An alternate work-around uses coder.load (MATLAB Coder) to ensure that the value of the nontunable property 'ElementPosition' is compile-time constant. In the MATLAB environment, run calcElPos2 to save the array coordinates contained in elempos.txt to a MAT-file. Then, load the contents of the MAT-file within the compiled code.
```
function calcElPos2
fid = fopen('elempos.txt');
el = textscan(fid, '%f');
fclose(fid);
elPos = reshape(el{1},[],3).';
save('positions', 'elPos');
end
```
The file collectWave2.m loads the coordinate positions and creates the conformal array object
```
function y = collectWave2(angle)
var = coder.load('positions');
cArr = phased.ConformalArray('ElementPosition',var.elPos);
y = collectPlaneWave(cArr,randn(4,2),angle,1e8);
end
```
Only the collectWave2.m file is compiled with codegen (MATLAB Coder). Compiling and running collectWave2.m
```
codegen collectWave2 -args {[10 30]}
collectWave2_mex([10,30])
```
will succeed. This second approach is more general than the first since a MAT-file can contain any variables, except System objects.
The System object clone method is not supported.

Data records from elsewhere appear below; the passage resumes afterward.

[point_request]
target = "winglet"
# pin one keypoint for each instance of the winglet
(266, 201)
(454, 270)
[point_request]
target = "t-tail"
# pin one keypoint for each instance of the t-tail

Limitations for System Objects that Require Dynamic Memory Allocation

System objects that require dynamic memory allocation cannot be used for code generation in the following cases:

Inside a MATLAB Function block in a Simulink^® model.

Inside a MATLAB function in a Stateflow^® chart.

When using MATLAB as the action language in a Stateflow chart.

Inside a Truth Table block in a Simulink model.

Inside a MATLAB System block (except for normal mode).

When using Simulink Coder for code generation.

When using MATLAB Coder for code generation and dynamic memory allocation is disabled.